Ночью я не мог уснуть. Городские часы пробили двенадцать, потом час, потом два и, наконец, три. Тут я услышал тихий плач. И вышел в коридор.
— Мистер Диккенс?
Я тронул дверь. Она была не заперта.
— Мистер Диккенс? — Я отважился отворить дверь.

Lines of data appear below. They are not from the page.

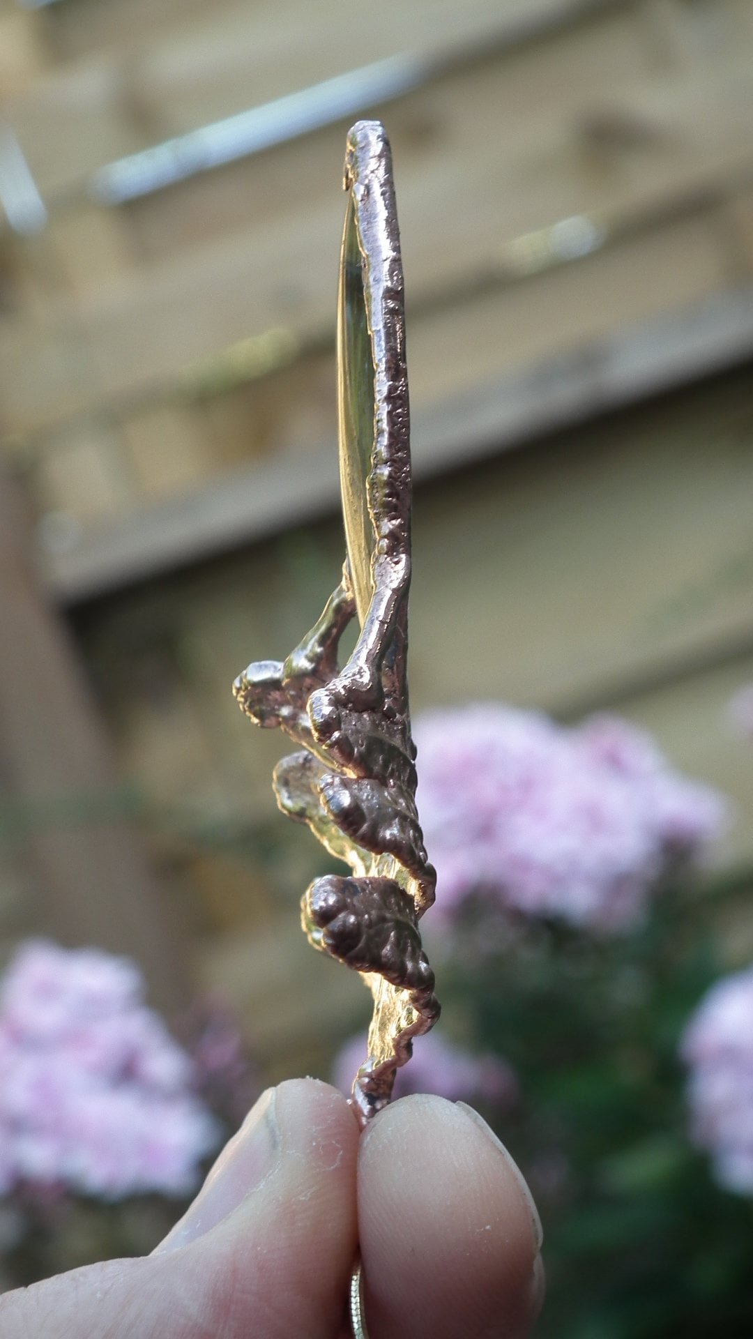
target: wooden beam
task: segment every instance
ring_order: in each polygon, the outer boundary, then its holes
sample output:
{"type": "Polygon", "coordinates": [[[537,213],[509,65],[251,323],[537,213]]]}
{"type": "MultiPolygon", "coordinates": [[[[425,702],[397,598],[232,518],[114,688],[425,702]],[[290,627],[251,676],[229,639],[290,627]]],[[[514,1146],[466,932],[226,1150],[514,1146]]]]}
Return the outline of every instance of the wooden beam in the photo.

Он лежал, освещенный луной, слезы струятся из глаз, глаза устремлены на потолок, лежал неподвижно.
— Мистер Диккенс?
— Здесь таких нет, — сказал он. Его голова покачалась из стороны в сторону. — Нет таких в этой комнате, в этой кровати, в этом мире.
— Вы, — сказал я. — Вы — Чарли Диккенс.
— Пора бы тебе сообразить, — отвечал он почти спокойным, только чуть прерывающимся голосом, — уже три часа утра.
— Я знаю одно, — сказал я. — Каждый день я видел, как вы писали. Каждую ночь я слышал, как вы говорили.
— Верно, верно.
— И вы заканчиваете одну книгу, потом начинаете другую, и у вас каллиграфический почерк.
— Так и есть. — Он кивнул. — Да-да, так и есть.
— Ну! — Я ходил около его кровати. — Так зачем вам каяться и сокрушаться, вам, всемирно известному писателю?
— Ты знаешь, и я знаю, что я мистер Никто из Ниоткуда, на пути к Вечности, с потухшим фонарем и без единой свечи.
— К черту! — сказал я и пошел к двери. Меня разозлило, что он выходит из игры. Он испортил чудесное лето. — Спокойной ночи! — Я стукнул дверной ручкой.
— Постой!
В этом ужасном тихом крике было столько тоски, почти боли, что я опустил руку, но оборачиваться не стал.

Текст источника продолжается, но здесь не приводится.